Any thoughts on what ingredients to look for in a general lubricating eye-drop? I tend to search ingredients as opposed to brand - half saving money, half not trusting drug company hype. Inter-webs didn't help - just lots of hype from the manufacturers.


----------



## steadite (Jan 13, 2007)

I have seriously dry eyes and love these gel drops...lasts for hours. Kinda gooey tho.

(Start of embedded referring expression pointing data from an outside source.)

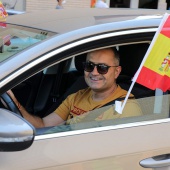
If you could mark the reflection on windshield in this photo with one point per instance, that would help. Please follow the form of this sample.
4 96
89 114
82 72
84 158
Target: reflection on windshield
14 39
150 108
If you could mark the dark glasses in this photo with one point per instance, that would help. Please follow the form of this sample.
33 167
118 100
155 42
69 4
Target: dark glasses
101 68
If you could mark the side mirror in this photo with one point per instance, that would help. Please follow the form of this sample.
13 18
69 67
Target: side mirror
16 133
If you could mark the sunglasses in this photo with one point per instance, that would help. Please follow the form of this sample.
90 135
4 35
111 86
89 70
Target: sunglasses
101 68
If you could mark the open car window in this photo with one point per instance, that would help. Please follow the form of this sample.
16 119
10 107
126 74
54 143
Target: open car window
138 110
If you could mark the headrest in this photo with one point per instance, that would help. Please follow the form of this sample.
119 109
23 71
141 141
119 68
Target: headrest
78 61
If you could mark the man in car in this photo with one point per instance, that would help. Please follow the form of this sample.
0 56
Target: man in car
101 70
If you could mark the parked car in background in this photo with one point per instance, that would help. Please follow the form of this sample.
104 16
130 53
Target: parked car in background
41 61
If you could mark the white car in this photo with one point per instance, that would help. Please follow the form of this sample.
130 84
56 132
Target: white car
40 60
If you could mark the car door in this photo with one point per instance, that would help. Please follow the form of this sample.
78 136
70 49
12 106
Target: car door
129 143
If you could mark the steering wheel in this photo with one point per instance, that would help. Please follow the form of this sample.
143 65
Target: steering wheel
10 103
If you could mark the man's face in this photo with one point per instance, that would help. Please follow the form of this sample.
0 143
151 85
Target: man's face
102 82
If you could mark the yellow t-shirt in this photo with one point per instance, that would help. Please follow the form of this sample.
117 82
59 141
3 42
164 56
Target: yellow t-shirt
81 102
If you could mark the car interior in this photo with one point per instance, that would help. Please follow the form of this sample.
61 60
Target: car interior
42 93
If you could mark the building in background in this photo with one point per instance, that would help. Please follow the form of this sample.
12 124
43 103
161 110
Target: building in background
19 5
32 5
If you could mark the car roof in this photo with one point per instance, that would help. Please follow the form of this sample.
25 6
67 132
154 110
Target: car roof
61 21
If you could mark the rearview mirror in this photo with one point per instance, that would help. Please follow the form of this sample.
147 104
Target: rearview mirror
16 133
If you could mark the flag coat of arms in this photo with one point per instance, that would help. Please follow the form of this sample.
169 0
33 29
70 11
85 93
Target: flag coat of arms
154 71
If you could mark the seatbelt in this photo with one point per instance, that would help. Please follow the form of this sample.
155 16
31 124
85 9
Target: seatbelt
97 112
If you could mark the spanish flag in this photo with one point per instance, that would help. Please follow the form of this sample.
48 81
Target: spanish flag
3 15
154 71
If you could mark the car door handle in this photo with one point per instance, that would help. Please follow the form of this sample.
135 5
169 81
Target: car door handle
156 161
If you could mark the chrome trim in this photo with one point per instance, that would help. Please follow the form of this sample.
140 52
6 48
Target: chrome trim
39 60
100 129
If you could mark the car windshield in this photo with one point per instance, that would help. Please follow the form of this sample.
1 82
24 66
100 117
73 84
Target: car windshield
14 39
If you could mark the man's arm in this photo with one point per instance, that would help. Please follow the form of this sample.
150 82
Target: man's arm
51 120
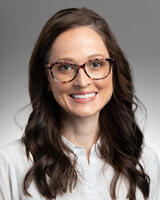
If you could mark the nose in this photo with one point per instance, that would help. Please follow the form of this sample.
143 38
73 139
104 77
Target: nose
81 80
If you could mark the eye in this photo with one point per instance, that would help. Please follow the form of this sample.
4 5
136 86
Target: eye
96 63
65 67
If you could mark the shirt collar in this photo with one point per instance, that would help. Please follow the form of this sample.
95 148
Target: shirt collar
73 146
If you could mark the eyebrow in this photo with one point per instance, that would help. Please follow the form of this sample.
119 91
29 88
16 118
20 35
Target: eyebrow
72 60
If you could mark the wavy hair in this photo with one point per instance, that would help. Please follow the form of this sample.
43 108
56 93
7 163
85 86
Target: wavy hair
121 139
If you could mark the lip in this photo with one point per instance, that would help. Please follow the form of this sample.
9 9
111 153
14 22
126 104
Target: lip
83 100
83 93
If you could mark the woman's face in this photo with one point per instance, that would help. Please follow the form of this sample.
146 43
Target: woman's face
79 44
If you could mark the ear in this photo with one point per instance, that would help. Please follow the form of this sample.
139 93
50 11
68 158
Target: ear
48 80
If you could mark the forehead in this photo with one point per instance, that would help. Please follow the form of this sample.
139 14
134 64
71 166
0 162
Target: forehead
78 44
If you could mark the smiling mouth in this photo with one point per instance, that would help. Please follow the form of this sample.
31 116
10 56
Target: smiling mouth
84 96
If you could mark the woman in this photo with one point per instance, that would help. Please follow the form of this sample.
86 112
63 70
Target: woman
81 140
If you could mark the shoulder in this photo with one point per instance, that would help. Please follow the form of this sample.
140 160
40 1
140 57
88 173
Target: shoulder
151 164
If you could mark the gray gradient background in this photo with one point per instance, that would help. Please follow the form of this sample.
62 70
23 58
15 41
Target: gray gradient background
136 25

Alcon Systane Gel Drops Lubricant Eye Gel (.33 fl. oz.)


----------



## wi1trackrider (Jan 26, 2004)

Do you wear contacts? I do. I don't have the need for drops while riding, but at home I use Target's house brand drops. Work well, and are resonably priced. Maybe they make a solution for non contact wearing individuals if you fall in that catagory.


----------



## desnaephoto (Jun 11, 2009)

I carry the Refresh Plus drops as they are in small individual containers (I get about 4 drops per eye) so I don't worry about losing them. Easy to carry, small, and works for me. You may have different luck.


----------



## EJ_92606 (Jul 11, 2004)

steadite said:


> I have seriously dry eyes and love these gel drops...lasts for hours. Kinda gooey tho.
> 
> Alcon Systane Gel Drops Lubricant Eye Gel (.33 fl. oz.)


This!









The gel drops are primarily for nightime use as they can blur your vision, so IMO stick with the regular Systane for daytime use.


----------



## thickfog (Oct 29, 2010)

Have some super dry eyes after lasik two years ago. 
Systane are the only drops that work for me. Tried everything.


----------



## yetiasx (Feb 6, 2006)

have you tried viagra eye drops,they make you look hard


----------



## The Novice (Jan 25, 2011)

I work for Alcon, the manufacturer of Systane. I used to sell Systane and it is a great product. Another Systane brand you can try out is Systane Balance. It is actually made for people that have "evaporative" dry eye. This is basically what you get when riding because the air dehydrates your tear film. It is kind of milky but the sensation goes away immediately and it works great. Stop by any eye doctor and they most likely will give you a sample of it. There are no generics like this product, the only thing that might be the same is Soothe XP but I think it was recalled a while ago and not sure if its on the market yet. I don't sell this anymore so there is truly nothing in it for me if you buy it or not but the stuff really works great. Good luck


----------



## Trigger (Mar 14, 2005)

Systane Lubricant Eye Drops Preservative Free Single Use Vials


----------



## shreddr (Oct 10, 2009)

Is this over the counter?


----------



## pzvi (Aug 15, 2013)

desnaephoto said:


> I carry the Refresh Plus drops as they are in small individual containers (I get about 4 drops per eye) so I don't worry about losing them. Easy to carry, small, and works for me. You may have different luck.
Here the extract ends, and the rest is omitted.